C'est, du moins sur la base de notre compréhension de ces corps célestes à l'heure actuelle. Au cours des missions Apollo sur la Lune dans les années 1960 et 70, nous avons appris comment des obstacles imprévus peuvent causer des problèmes critiques pour les voyages dans l'espace. Sur la Lune, la menace que représentait la poussière lunaire pour les astronautes a été sous-estimée jusqu'à ce qu'elle commence à rester coincée dans les fentes de leur visage et de leurs fermetures à glissière, mettant en péril l'intégrité de leurs combinaisons spatiales, explique Margaret Race, une collègue de Conley à l'Institut SETI.

«S'ils avaient été là-bas un peu plus longtemps, leurs combinaisons spatiales n'auraient pas fonctionné», déclare Race.

Le dernier astronaute et ingénieur Eugene Cernan, le dernier homme à avoir marché sur la Lune, a déclaré l’énormité du problème de la poussière lors du compte rendu technique d’Apollo 17 en 1973: «Je pense que la poussière est probablement l’un de nos principaux inhibiteurs d’une opération nominale. Moon, a-t-il déclaré. «Nous pouvons surmonter d’autres problèmes physiologiques, physiques ou mécaniques que la poussière.»

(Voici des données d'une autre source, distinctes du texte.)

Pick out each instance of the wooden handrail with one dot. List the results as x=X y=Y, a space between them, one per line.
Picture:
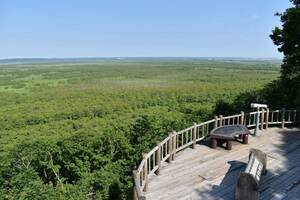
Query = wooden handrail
x=177 y=141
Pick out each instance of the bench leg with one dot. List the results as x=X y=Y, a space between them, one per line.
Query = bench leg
x=213 y=143
x=229 y=145
x=245 y=139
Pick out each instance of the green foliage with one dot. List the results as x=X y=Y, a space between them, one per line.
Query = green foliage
x=288 y=40
x=77 y=130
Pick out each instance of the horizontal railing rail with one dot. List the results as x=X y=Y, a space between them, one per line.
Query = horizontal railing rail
x=166 y=150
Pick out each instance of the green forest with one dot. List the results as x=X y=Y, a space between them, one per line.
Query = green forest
x=76 y=130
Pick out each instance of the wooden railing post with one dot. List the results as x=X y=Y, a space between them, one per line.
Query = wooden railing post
x=282 y=117
x=262 y=119
x=242 y=118
x=267 y=118
x=145 y=172
x=221 y=120
x=216 y=121
x=194 y=134
x=174 y=145
x=170 y=145
x=158 y=158
x=135 y=194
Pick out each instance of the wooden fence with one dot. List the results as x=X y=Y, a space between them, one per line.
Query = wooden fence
x=166 y=150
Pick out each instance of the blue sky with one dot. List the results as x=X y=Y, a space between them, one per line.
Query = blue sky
x=138 y=28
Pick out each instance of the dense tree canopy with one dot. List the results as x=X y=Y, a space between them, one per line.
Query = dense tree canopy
x=287 y=38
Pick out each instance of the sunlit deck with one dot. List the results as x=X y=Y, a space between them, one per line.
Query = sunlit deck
x=205 y=173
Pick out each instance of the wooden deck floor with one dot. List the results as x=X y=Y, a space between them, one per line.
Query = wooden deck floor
x=205 y=173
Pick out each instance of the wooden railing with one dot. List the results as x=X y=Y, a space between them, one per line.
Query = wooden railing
x=177 y=141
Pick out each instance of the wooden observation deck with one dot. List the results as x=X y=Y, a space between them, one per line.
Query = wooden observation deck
x=183 y=166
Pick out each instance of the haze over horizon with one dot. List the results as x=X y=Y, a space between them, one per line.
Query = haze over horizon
x=54 y=29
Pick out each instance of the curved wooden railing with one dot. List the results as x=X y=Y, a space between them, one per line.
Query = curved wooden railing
x=177 y=141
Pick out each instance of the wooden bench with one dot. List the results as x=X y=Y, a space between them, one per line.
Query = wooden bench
x=229 y=133
x=248 y=183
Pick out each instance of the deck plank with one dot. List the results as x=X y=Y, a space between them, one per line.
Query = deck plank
x=205 y=173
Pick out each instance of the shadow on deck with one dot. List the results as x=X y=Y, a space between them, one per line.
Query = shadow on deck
x=205 y=173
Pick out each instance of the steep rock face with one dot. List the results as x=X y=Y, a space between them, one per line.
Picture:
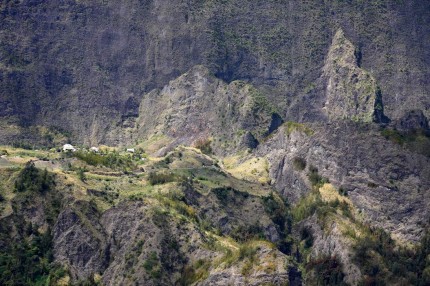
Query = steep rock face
x=351 y=92
x=332 y=243
x=84 y=66
x=390 y=184
x=197 y=105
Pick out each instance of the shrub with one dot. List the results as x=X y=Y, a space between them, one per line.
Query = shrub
x=247 y=251
x=327 y=271
x=315 y=179
x=161 y=178
x=33 y=180
x=204 y=145
x=152 y=265
x=299 y=164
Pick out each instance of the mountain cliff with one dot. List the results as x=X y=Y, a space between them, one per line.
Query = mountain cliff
x=240 y=142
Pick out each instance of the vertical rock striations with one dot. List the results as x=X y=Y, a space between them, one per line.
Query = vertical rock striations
x=351 y=92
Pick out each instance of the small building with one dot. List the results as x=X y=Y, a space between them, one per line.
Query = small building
x=68 y=148
x=94 y=149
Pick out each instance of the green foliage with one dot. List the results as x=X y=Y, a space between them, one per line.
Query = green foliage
x=382 y=261
x=81 y=174
x=314 y=177
x=299 y=164
x=32 y=180
x=294 y=126
x=204 y=145
x=277 y=209
x=23 y=145
x=196 y=272
x=111 y=160
x=30 y=261
x=152 y=265
x=228 y=195
x=247 y=251
x=326 y=271
x=306 y=235
x=415 y=140
x=244 y=233
x=158 y=178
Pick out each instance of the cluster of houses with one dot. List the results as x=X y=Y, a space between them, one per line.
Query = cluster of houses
x=71 y=148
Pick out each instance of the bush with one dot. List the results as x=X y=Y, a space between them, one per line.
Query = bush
x=327 y=271
x=152 y=265
x=161 y=178
x=315 y=179
x=204 y=145
x=299 y=164
x=112 y=160
x=33 y=180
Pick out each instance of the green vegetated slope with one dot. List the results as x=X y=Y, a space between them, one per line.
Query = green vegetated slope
x=113 y=218
x=84 y=66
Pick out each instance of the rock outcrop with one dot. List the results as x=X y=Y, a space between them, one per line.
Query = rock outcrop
x=351 y=92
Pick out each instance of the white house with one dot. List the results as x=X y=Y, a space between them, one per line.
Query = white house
x=68 y=148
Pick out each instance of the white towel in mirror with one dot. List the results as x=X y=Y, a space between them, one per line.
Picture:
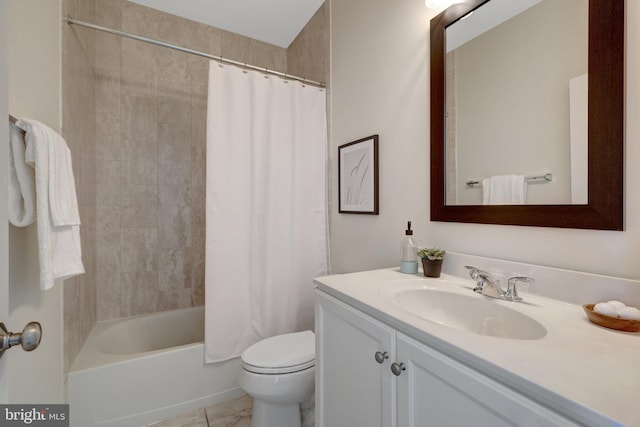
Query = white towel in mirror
x=504 y=190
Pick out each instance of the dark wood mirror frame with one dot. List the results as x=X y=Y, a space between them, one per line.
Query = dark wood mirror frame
x=605 y=207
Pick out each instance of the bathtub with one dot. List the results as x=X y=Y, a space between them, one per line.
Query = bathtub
x=134 y=371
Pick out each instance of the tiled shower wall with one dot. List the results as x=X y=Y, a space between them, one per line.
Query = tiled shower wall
x=150 y=150
x=79 y=129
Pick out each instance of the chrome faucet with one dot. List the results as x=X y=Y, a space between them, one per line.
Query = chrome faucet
x=487 y=285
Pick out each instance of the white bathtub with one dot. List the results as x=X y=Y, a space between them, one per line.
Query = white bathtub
x=134 y=371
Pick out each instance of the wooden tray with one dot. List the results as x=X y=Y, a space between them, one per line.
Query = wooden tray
x=611 y=322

Les humains n'ont pas non plus réussi à limiter le transport de matériaux de la Terre à la Lune ou vice versa, dit Race. La Lune est sans vie, donc cela n'a eu que peu de conséquences sur les corps célestes. Mais si la Lune abritait la vie et qu’un transfert d’espèces se produisait, les conséquences en auraient été bien plus grandes. «S'il y avait de la vie sur la Lune, nous l'aurions ici maintenant», dit-elle. "Nous avons fait de notre mieux à l'époque, mais nous n'avons pas compris."

Bien que l’ingénierie spatiale ait parcouru un long chemin depuis les missions Apollo, il reste encore beaucoup à faire pour déterminer les meilleures pratiques en matière de protection de la vie des humains sur d’autres planètes, a déclaré Conley. Et lorsque nous atterrirons enfin sur Mars, les progrès devront se poursuivre - même s'il apparaît que les scientifiques ont une connaissance suffisante de la menace humaine pesant sur les autres planètes.

«Ma réponse à cela est que, dès que vous mangez votre première barre de chocolat, arrêtez-vous de vous brosser les dents?», Déclare Conley. "Nous devrions continuer à le faire." Parce que, en fin de compte, ce que nous ne savons pas finira par devenir la menace la plus dangereuse que les humains posent à ces autres mondes.

Quand les humains commencent à coloniser d'autres planètes, qui devrait être responsable?